Single by Perry Como
- Language: English (+ counting in Italian, French and German)
- B-side: "I Know What God Is"
- Released: January 1960
- Recorded: December 28, 1959
- Genre: Traditional pop
- Length: 2:18
- Label: RCA Victor
- Songwriter: Irving Gordon
- Producer: Charles Grean

Perry Como singles chronology
| "I Know" (1959) | "Delaware" (1960) | "I Know What God Is" (1960) |

= Delaware (song) =

"Delaware" is a popular song, written by Irving Gordon. The song was published in 1959 and has references to 15 states of the United States. The states were portrayed, in the form of puns, as: Della wear, new jersey, Calla 'phone ya, how ar' ya, Missus sip, mini-soda, Ora gone, I'll ask 'er, taxes, Wiscon sin, new brass key, Arkan saw, Tenne see, Flora die and misery.

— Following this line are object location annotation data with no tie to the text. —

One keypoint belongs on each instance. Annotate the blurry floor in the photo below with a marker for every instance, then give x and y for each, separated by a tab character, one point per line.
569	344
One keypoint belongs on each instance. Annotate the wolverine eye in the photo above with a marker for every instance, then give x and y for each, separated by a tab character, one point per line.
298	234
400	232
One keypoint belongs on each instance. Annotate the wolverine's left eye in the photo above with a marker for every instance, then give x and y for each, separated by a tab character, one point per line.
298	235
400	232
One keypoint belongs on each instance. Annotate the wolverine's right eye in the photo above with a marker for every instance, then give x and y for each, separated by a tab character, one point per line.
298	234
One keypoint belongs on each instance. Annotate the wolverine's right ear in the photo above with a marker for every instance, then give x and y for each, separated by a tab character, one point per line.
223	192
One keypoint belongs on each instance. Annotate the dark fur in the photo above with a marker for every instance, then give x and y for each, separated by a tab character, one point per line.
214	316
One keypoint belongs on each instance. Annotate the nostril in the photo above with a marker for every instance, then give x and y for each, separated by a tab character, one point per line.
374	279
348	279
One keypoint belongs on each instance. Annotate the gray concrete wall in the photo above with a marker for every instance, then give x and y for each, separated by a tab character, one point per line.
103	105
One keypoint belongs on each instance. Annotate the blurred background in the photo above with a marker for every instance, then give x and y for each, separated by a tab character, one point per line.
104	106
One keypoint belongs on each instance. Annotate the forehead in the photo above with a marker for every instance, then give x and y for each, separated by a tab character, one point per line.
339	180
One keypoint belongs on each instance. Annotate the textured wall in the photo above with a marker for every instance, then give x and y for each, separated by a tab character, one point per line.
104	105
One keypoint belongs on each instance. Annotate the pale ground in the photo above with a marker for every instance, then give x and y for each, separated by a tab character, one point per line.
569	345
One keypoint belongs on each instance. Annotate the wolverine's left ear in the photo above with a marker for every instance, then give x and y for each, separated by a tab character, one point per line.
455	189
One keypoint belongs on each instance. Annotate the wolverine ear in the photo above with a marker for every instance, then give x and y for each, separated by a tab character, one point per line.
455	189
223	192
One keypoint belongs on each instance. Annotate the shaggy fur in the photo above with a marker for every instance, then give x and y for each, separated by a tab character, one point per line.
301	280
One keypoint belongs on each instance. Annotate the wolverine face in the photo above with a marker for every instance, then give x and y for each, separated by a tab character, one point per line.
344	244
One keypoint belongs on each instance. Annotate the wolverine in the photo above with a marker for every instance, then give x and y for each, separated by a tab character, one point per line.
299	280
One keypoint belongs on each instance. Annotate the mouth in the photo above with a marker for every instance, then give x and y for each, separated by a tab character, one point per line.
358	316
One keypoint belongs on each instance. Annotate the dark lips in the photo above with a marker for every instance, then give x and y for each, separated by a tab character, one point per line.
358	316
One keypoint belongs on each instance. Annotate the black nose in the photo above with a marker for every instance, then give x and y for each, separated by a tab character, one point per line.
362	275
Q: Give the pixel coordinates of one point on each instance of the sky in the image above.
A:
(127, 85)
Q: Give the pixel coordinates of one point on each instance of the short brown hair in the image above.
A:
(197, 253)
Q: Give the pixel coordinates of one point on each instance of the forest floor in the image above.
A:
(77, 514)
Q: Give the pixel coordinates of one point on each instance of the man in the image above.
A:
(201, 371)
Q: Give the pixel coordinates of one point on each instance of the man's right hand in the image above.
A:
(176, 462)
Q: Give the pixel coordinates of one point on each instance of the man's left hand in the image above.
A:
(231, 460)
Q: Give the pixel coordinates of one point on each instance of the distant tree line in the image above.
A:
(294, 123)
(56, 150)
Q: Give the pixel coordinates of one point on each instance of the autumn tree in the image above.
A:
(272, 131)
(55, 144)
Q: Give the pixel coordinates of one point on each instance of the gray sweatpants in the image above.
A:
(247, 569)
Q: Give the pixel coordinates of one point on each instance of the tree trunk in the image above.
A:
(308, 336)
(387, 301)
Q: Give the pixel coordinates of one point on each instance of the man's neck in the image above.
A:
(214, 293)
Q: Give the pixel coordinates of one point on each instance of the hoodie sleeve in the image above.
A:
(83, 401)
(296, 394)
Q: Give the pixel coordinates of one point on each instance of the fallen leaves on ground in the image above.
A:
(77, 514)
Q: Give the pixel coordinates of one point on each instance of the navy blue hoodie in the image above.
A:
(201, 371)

Gordon was apparently inspired to write the song after the success of another song that he wrote punning on the name of States of the United States of America: "Mister and Mississippi."

The hit version of the song was recorded by Perry Como on December 28, 1959. It was released by RCA Victor as a 45 rpm single with catalog number 47-7670 and as a stereophonic single with catalog number 61-7670. The flip side was "I Know What God Is". The record reached #22 on the Billboard charts in March 1960. The 2 sides were co-charted in Canada, reaching number 16.

The same recording, with the same B-side, was released by RCA Victor in the United Kingdom (catalog number 1170) where, oddly, it sold even better than in the U.S., reaching #3 on the UK Singles Chart.